The Embassy of Ireland, and the O.B. Hardison Poetry series welcomed poet and writer Doireann Ní Ghríofa to read from her work in both Irish and English. After the reading, she was joined by poet LeAnne Howe, a member of the Choctaw Nation of Oklahoma, for a conversation on the long-standing connection between the Irish and Indigenous communities.
The Honorable Daniel Mulhall, Ambassador of Ireland to the United States of America, welcomed the poets.

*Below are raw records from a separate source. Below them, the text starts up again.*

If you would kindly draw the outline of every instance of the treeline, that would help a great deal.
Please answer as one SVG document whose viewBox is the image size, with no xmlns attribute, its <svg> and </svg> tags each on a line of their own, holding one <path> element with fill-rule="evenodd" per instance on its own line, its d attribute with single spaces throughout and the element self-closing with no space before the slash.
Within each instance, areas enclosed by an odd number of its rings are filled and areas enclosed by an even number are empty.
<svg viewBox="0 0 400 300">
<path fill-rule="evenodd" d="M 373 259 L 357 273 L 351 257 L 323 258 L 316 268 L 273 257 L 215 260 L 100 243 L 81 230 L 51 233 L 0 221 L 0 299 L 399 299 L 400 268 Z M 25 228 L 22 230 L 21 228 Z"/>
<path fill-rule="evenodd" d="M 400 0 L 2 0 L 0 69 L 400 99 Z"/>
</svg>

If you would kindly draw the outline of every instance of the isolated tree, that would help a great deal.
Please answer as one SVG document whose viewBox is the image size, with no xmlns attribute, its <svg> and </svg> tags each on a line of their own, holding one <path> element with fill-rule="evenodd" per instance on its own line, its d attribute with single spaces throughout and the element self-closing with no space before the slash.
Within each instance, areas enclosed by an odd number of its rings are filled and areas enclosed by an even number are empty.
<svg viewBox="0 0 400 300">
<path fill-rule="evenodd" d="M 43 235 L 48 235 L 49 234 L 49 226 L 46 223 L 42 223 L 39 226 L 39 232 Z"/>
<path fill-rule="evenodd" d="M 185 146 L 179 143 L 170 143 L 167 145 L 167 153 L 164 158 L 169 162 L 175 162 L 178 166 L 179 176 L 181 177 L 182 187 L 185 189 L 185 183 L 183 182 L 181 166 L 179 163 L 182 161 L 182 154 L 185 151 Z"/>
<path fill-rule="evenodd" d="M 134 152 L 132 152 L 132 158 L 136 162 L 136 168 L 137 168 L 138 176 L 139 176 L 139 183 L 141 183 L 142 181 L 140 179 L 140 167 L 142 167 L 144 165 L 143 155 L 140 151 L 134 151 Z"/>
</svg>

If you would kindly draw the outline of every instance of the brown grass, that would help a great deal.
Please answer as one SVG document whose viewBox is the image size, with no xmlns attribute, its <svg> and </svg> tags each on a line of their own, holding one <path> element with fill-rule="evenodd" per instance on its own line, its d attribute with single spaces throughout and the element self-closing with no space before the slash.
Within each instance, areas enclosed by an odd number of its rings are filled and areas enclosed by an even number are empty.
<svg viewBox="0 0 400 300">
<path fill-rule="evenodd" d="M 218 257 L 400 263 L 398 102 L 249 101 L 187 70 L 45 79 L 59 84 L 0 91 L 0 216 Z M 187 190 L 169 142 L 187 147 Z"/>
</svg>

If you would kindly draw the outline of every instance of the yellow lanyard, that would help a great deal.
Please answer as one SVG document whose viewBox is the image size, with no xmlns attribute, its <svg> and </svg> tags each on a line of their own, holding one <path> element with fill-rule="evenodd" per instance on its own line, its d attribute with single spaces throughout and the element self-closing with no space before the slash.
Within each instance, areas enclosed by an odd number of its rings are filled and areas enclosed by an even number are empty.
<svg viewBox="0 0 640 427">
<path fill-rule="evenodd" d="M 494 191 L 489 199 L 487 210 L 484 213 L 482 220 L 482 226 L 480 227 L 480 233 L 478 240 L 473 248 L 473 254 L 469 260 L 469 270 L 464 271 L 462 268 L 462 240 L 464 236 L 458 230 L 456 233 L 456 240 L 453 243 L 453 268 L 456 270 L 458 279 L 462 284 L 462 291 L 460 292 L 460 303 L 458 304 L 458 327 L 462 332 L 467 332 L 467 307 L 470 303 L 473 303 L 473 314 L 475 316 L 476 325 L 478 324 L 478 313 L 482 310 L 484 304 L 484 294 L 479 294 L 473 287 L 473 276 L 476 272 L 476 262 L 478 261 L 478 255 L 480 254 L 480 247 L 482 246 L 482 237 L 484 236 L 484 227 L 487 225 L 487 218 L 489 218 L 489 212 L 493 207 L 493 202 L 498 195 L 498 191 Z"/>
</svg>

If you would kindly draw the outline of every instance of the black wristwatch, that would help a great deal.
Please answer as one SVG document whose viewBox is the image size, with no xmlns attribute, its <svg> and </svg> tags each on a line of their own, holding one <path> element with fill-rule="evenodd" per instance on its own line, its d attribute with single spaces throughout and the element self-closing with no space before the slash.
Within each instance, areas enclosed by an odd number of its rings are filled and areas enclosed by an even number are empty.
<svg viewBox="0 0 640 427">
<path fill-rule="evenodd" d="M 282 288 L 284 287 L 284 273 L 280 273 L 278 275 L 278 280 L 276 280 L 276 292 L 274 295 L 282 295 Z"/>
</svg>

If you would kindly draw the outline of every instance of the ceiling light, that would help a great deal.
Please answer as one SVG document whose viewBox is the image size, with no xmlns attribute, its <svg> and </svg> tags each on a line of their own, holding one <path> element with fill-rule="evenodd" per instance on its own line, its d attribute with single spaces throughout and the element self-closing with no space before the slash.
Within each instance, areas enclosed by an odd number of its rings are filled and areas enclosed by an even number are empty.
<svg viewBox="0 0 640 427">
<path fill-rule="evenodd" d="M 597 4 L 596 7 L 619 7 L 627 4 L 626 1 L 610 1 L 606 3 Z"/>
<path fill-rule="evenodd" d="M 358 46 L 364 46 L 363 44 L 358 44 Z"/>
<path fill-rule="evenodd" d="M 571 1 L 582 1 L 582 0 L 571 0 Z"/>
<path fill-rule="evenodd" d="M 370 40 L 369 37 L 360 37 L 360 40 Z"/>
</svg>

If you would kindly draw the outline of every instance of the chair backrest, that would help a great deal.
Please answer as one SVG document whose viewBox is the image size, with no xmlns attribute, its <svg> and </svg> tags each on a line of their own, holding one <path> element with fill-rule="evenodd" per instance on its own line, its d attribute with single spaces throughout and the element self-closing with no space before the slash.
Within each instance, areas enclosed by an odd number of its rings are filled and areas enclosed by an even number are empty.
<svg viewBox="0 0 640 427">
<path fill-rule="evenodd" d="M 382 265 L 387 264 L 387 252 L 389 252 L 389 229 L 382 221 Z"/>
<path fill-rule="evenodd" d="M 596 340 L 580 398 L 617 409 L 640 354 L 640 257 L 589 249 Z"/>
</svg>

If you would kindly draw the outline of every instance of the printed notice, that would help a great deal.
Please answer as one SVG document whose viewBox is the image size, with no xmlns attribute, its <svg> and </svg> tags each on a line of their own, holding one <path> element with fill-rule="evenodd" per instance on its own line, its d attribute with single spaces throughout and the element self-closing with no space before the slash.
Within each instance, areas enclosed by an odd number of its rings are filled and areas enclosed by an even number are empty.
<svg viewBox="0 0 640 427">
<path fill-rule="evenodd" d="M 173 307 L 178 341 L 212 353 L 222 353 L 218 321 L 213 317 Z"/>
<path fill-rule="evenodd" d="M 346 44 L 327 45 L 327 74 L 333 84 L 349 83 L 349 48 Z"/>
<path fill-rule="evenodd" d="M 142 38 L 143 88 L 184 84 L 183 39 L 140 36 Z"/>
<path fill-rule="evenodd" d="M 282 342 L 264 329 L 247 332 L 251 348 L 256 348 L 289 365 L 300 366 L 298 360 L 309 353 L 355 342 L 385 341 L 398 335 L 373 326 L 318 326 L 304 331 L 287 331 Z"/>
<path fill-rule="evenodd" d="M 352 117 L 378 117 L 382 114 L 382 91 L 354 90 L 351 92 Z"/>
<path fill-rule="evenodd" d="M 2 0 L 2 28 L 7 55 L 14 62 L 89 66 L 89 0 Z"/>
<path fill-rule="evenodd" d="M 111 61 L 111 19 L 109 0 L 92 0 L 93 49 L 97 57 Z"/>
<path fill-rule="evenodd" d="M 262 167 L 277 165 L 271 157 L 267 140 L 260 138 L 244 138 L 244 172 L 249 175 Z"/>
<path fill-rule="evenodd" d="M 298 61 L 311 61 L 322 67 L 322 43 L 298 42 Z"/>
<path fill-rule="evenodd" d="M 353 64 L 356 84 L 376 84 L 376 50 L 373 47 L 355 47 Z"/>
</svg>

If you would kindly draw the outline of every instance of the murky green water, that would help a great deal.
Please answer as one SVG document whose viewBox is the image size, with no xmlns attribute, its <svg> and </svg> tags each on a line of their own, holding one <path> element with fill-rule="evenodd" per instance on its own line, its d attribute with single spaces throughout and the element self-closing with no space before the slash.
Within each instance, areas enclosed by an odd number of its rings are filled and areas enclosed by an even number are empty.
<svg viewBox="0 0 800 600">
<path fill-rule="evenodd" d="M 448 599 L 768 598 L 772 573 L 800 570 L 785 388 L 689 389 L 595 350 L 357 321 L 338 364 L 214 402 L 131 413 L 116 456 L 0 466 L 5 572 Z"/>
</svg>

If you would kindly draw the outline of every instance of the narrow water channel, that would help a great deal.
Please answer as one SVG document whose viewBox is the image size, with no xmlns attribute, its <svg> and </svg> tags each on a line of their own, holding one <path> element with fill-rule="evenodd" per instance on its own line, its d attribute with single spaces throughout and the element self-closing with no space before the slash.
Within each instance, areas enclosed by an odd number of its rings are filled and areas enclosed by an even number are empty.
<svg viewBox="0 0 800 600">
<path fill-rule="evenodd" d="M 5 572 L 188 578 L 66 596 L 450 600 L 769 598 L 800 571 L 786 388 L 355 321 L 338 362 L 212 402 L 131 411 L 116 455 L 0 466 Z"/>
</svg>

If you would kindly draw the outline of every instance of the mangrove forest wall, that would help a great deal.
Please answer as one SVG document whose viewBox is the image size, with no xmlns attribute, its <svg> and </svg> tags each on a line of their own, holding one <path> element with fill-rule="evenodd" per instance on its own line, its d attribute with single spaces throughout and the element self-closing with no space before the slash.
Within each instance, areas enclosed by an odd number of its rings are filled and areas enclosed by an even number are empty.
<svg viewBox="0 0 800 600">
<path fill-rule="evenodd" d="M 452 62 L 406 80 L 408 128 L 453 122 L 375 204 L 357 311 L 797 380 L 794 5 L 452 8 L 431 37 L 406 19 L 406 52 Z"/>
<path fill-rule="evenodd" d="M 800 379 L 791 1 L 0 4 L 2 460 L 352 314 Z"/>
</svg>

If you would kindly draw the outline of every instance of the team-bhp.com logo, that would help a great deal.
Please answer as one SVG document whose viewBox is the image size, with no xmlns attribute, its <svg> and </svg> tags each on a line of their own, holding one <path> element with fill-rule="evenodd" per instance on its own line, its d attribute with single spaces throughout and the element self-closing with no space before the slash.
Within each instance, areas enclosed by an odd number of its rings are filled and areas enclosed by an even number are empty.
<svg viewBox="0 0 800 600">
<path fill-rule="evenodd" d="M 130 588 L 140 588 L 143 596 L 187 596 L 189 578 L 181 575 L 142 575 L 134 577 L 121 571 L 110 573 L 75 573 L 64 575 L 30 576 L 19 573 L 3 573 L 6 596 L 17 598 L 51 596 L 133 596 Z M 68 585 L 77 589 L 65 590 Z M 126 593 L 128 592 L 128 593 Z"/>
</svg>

This reading was also in association with Beuchert's Saloon
Doireann Ní Ghríofa
Doireann Ní Ghríofa is a bilingual Irish writer whose writing explores birth, death, desire, and domesticity. She has published six books of poetry, most recently Lies, a bilingual volume of her own translations and original Irish language poems. Her prose debut A Ghost in the Throat was awarded Book of the Year at the Irish Book Awards. Other awards for her writing include a Lannan Literary Fellowship, the Ostana Prize, a Seamus Heaney Fellowship, and the Rooney Prize for Irish Literature, among others.
LeAnne Howe
LeAnne Howe is a poet, fiction writer, filmmaker, and playwright. Howe is a member of the Choctaw Nation of Oklahoma. Her lyrical poems engage Native American life. She is the author of the poetry collection Evidence of Red: Poems and Prose, which won the Oklahoma Book Award. Her honors include a Fulbright Scholarship to Jordan as well as residencies at the MacDowell Colony, Virginia Center for the Creative Arts, Ragdale, and the Atlantic Center for the Arts.
Reviews and excerpts
"While Bleeding"
In a vintage boutique on Sullivan’s Quay,
I lift a winter coat with narrow bodice, neat lapels,
a fallen hem. It is far too expensive for me,
but the handwritten label
[1915]
brings it to my chest in armfuls of red.
In that year, someone drew a blade
through a bolt of fabric and stitched
this coat into being. I carry it
to the dressing room, slip my arms in.
Silk lining spills against my skin. I clasp the belt
and draw a slow breath as a cramp curls again,
where blood stirs and melts. In glass,
I am wrapped in the weight of old red:
- red pinched into girl cheeks
- and smeared from torn knees,
- lipstick blotted on tissue,
- bitten lips, a rough kiss,
- all the red bled into pads and rags,
- the weight of red, the wait for red, that we share.
In the mirror, the old coat blushes.
This pocket may once have sheltered something
precious — a necklace, a love letter, or
a fresh egg, feather-warm, its shell brittle
around a hidden inner glow, held loosely
so it couldn’t crack, couldn’t leak through seams,
so it couldn’t stain the dress within.